In his forthright introduction, Kershaw acknowledges that, as a committed social historian, he did not include biography in his original intellectual plans. However, his "growing preoccupation" with the structures of Nazi domination pushed him toward questions about Hitler's place and considerable authority within that system. He argues that the sources for Hitler's power must be sought not only in the dictator's actions but also (and more importantly) in the social circumstances of a nation that allowed him to overstep all institutional and moral barriers. In a comprehensive treatment of Hitler's life and times up through the remilitarization of the Rhineland in 1936, Kershaw draws from documents recently made available from Russian archives and benefits from a rigorous source criticism that has discredited many records formerly understood to be reliable. Hubris thus supplants Alan Bullock's classic Hitler: A Study in Tyranny as the definitive account of a man who, with characteristic smugness, indicated that it was a divinely inspired history that made him: "I go with the certainty of a sleep walker along a path laid out for me by Providence." Kershaw's penetrating analysis of how such a certain path could emerge from the dire circumstances of post World War I Germany is the abiding strength of Hubris. --James Highfill
From Publishers Weekly
We surely need books like Daniel Jonah Goldhagen's Hitler's Willing Executioners that examine German society as a whole in an effort to understand how Hitler came to power and held it for so long.
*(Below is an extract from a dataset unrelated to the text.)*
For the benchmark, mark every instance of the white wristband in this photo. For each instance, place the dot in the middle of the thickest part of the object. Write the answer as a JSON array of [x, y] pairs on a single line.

But we also need classic, political biographies that focus on the dictator himself. Kershaw's book, the first volume of a projected two-part biography, pays some attention to how ripe a demoralized Germany was for demagoguery after the Treaty of Versailles, but the author's focus is on Hitler and his political career?the decisions he made as he rose to power and those he made once he attained it. What distinguishes this effort is the extent of documentation as Kershaw, a professor of history at the University of Sheffield, exploits the full Goebbels diaries and texts of early Hitler speeches only recently made accessible. Also notable is the portrait Kershaw draws of Hitler as surprisingly remote from the thuggery, greed and corruption of his followers, high and low, even as he actively encouraged the development of a cult of personality. Kershaw closes with an examination of Hitler's remilitarization of the Rhineland, a fait accompli made possible by the timidity and disarray of Germany's supine neighbors. Had the French marched, Hitler said later, "we would have had to withdraw... with our tails between our legs." By 1936, Kershaw writes, events had substantiated Hitler's hubris. A "nemesis" (subtitle of the next volume) would in reality not emerge before 1941. Kershaw's massive work (made somewhat too massive by some repetition) is valuable for the rigor with which it portrays Hitler not as some supernatural evil force ejected into history from beyond but as a thoroughly natural figure?evil, surely, but historically evil. Photos.